File metadata and controls

149 lines (99 loc) · 7.39 KB

Tool versions

Tool Version Notes
Node.js 20.x Use for all Pulumi runs (npm run infra:install, GitHub Actions, local preview/up). Matches @pulumi/pulumi expectations. The repo root .nvmrc remains 16 for legacy application builds; switch with nvm install 20 && nvm use 20 (or fnm use 20) before infra work. You may see an npm EBADENGINE warning from transitive packages (for example minio); it is benign for our usage.
Pulumi CLI 3.229.0 Pin CI installs to this version; locally run pulumi version after install and upgrade to match if needed. CI uses curl -fsSL https://get.pulumi.com | sh -s -- --version 3.229.0.

Infrastructure Monorepo Layout

This directory contains the Pulumi infrastructure code migrated from the former sprocket-infra repository.

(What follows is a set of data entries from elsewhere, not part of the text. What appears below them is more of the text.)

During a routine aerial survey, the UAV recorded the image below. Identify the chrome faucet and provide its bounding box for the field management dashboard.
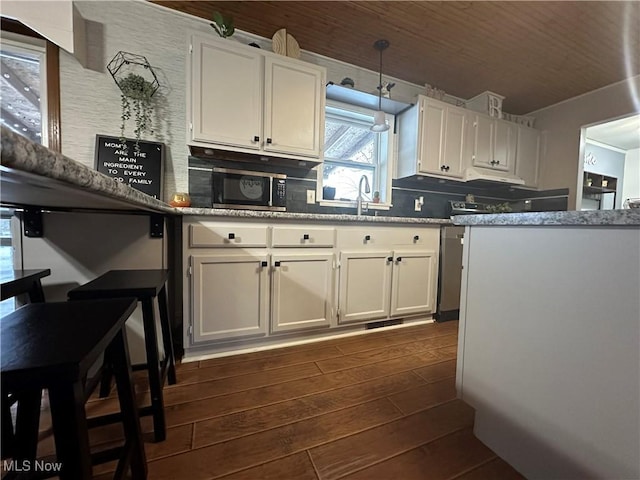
[356,175,371,215]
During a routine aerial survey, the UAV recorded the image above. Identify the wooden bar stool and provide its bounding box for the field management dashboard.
[68,270,176,442]
[0,268,51,458]
[0,298,147,480]
[0,268,51,303]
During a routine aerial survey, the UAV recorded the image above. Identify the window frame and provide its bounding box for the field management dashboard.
[0,17,62,152]
[316,100,396,210]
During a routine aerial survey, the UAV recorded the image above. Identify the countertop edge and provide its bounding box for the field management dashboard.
[177,208,452,226]
[1,127,180,214]
[452,209,640,227]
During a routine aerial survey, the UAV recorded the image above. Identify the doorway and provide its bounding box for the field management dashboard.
[576,114,640,210]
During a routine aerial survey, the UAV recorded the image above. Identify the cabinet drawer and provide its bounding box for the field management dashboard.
[338,229,393,248]
[189,223,268,248]
[393,227,440,248]
[272,227,335,247]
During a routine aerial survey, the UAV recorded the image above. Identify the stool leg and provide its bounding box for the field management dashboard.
[99,349,113,398]
[15,388,42,464]
[142,298,167,442]
[110,327,147,480]
[49,381,91,480]
[158,286,177,385]
[29,279,44,303]
[0,392,15,458]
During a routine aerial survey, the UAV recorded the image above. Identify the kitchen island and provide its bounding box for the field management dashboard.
[453,210,640,479]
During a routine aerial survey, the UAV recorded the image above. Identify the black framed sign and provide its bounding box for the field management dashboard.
[96,135,164,200]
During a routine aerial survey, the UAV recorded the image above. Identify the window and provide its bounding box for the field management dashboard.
[0,29,50,316]
[0,32,47,145]
[318,103,394,208]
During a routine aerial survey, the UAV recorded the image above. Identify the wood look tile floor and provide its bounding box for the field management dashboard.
[30,322,523,480]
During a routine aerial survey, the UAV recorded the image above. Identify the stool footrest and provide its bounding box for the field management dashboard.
[87,405,153,428]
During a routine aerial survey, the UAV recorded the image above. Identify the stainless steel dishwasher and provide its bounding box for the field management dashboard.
[435,226,464,322]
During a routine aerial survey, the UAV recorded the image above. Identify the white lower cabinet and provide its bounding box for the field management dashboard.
[183,217,439,351]
[389,250,438,317]
[338,251,393,324]
[271,253,334,332]
[189,254,269,342]
[338,250,437,324]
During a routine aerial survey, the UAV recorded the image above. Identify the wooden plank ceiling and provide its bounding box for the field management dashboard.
[154,1,640,114]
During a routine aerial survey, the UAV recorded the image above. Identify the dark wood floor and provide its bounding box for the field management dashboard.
[30,322,522,480]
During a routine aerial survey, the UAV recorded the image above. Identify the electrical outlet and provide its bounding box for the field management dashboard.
[307,190,316,203]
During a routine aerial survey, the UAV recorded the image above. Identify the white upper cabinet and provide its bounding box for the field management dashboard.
[516,125,540,188]
[398,96,467,178]
[191,37,264,150]
[189,36,326,160]
[470,112,517,174]
[264,57,325,157]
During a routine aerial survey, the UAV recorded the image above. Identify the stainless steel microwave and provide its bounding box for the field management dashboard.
[211,167,287,212]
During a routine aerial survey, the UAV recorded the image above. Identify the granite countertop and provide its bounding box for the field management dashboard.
[179,208,451,226]
[0,127,179,213]
[453,208,640,227]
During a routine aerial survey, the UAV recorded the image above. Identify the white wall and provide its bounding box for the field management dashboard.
[530,76,640,210]
[622,148,640,203]
[60,1,423,200]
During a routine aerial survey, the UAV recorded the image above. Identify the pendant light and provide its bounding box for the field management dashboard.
[371,40,389,133]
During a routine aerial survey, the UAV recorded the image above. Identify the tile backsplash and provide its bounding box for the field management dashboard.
[189,157,569,218]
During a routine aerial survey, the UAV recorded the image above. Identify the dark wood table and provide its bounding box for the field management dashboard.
[68,270,176,442]
[0,298,147,480]
[0,268,51,303]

  • global/: shared Pulumi helpers, service definitions, and cross-stack references
  • foundation/: cloud infrastructure substrate such as DigitalOcean nodes, firewalls, reserved IPs, DNS, and bootstrap cloud-init
  • layer_1/: core infrastructure such as Traefik and Vault
  • layer_2/: data services, monitoring, and Vault-backed application dependencies
  • platform/: application and platform service deployment

Supported Off-Node Deployment Model

The supported deployment model is now:

  1. run Pulumi from a trusted maintainer machine or GitHub Actions
  2. authenticate to the shared Pulumi backend
  3. connect to the production tailnet with Tailscale
  4. target the manager node through DOCKER_HOST=ssh://...
  5. deploy in dependency order: layer_1, layer_2, platform

The production node should remain the workload host, not the workstation used to run source-controlled deploy commands.

Pulumi Backend

The committed Pulumi.*.yaml files in this directory are the stack configuration that used to live in sprocket-infra. Pulumi state is still stored in the configured remote backend, not in git.

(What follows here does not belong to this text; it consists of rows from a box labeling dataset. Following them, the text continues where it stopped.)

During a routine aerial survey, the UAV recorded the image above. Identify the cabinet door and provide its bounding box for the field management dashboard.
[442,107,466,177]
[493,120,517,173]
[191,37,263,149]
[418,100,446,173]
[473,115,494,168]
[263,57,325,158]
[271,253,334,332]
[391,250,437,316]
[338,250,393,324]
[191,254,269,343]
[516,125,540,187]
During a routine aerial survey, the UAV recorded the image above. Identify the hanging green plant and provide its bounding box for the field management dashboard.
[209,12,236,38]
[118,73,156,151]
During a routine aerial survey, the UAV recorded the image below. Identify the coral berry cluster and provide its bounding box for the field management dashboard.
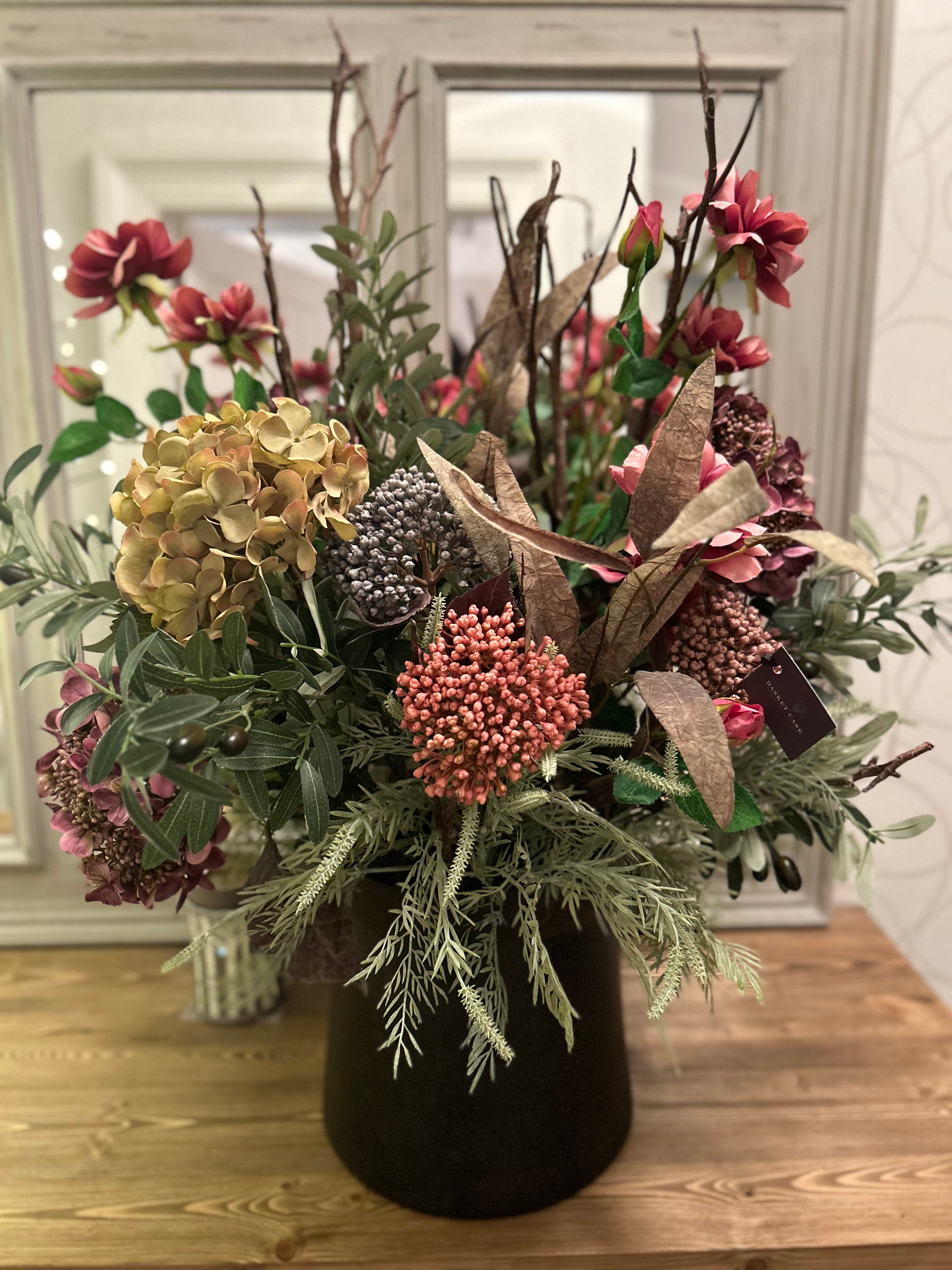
[397,603,590,805]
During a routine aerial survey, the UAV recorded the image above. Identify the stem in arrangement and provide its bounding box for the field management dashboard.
[251,186,297,401]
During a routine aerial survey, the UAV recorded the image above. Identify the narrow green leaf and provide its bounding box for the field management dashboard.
[95,396,144,438]
[136,692,218,741]
[301,761,330,846]
[4,446,43,498]
[269,772,301,833]
[185,366,208,414]
[49,419,109,464]
[20,662,70,688]
[60,692,105,737]
[146,389,182,423]
[122,773,179,864]
[122,741,169,780]
[221,612,247,674]
[185,631,214,679]
[162,754,231,806]
[311,726,344,798]
[235,771,272,821]
[86,710,132,785]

Before running any stack command, log in to the same backend used before the migration:

pulumi login "s3://[your bucket]/pulumi?endpoint=[your endpoint]"

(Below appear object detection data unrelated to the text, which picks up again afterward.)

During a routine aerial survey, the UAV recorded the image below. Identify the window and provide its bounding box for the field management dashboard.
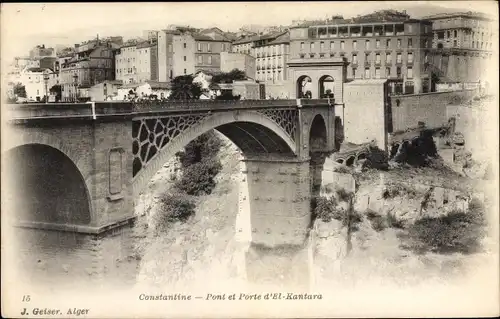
[365,68,370,79]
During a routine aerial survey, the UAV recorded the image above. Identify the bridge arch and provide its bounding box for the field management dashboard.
[133,110,296,197]
[2,143,92,225]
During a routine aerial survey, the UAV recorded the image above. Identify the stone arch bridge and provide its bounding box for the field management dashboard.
[2,99,335,251]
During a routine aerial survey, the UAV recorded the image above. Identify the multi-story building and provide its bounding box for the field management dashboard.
[220,52,256,80]
[142,30,158,43]
[290,10,432,94]
[233,31,290,84]
[158,28,231,82]
[30,44,56,59]
[8,67,57,101]
[59,39,115,99]
[253,32,290,84]
[425,12,496,82]
[115,41,158,83]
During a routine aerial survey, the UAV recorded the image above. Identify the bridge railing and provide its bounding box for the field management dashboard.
[4,99,334,120]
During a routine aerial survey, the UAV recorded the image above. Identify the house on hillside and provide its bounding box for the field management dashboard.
[117,81,172,100]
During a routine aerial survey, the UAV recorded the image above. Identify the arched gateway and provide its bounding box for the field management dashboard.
[2,99,335,284]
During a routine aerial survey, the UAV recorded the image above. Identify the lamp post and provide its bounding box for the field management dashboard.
[43,69,50,103]
[73,72,78,103]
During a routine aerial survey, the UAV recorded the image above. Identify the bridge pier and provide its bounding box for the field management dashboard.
[236,156,311,288]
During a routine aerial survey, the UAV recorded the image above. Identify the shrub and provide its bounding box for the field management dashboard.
[335,188,352,202]
[385,212,404,228]
[154,193,196,231]
[366,210,387,231]
[313,196,338,223]
[314,196,363,230]
[408,200,485,253]
[175,158,222,196]
[382,184,422,199]
[333,165,352,174]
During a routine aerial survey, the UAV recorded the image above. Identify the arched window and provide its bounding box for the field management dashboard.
[318,75,334,99]
[297,75,312,99]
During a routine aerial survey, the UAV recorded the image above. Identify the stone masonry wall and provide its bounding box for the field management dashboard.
[9,227,135,285]
[344,82,387,149]
[390,90,477,132]
[240,160,310,247]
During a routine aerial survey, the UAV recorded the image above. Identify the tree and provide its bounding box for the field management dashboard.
[14,83,27,98]
[49,84,62,101]
[176,131,222,168]
[168,75,202,100]
[215,90,241,101]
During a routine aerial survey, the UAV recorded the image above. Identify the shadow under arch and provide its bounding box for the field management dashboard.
[132,111,296,198]
[2,143,92,225]
[309,114,328,152]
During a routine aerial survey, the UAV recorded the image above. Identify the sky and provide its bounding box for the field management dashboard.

If your backend relies on AWS-style credentials for S3-compatible storage, ensure ~/.aws/credentials is configured first.

Before migrating deploy execution to a new machine, verify the live stack metadata and export backups:

npm run infra:install
npm run infra:backend:verify -- layer_1 layer_1
npm run infra:backend:verify -- layer_2 layer_2
npm run infra:backend:verify -- platform prod

These commands export state under infra/backups/ and record:

  • backend identity from pulumi whoami -v
  • secrets provider metadata from pulumi stack export
  • whether the local stack config still carries an encryptionsalt

Deployment Order

Bootstrap and normal deployments should continue to run in dependency order:

  1. infra/foundation
  2. infra/layer_1
  3. infra/layer_2
  4. infra/platform

infra/global is a shared local package consumed by the stack projects above.

Remote Docker Host

Preferred off-node Docker host target:

export DOCKER_HOST=ssh://deploy@sprocket-prod

If you prefer to derive it from the helper scripts instead of exporting it directly:

export PULUMI_REMOTE_DOCKER_USER=deploy
export PULUMI_REMOTE_DOCKER_HOST=sprocket-prod

Canonical Command Surface

From a clean shell session:

nvm install 20
nvm use 20
npm run infra:install

export PULUMI_BACKEND_URL='s3://[your bucket]/pulumi?endpoint=[your endpoint]'
export DOCKER_HOST=ssh://deploy@sprocket-prod

npm run infra:preview -- layer_1 layer_1
npm run infra:preview -- layer_2 layer_2
npm run infra:preview -- platform prod

npm run infra:up -- platform prod --yes

infra:up runs a preview first unless PULUMI_SKIP_PREVIEW=1 is set.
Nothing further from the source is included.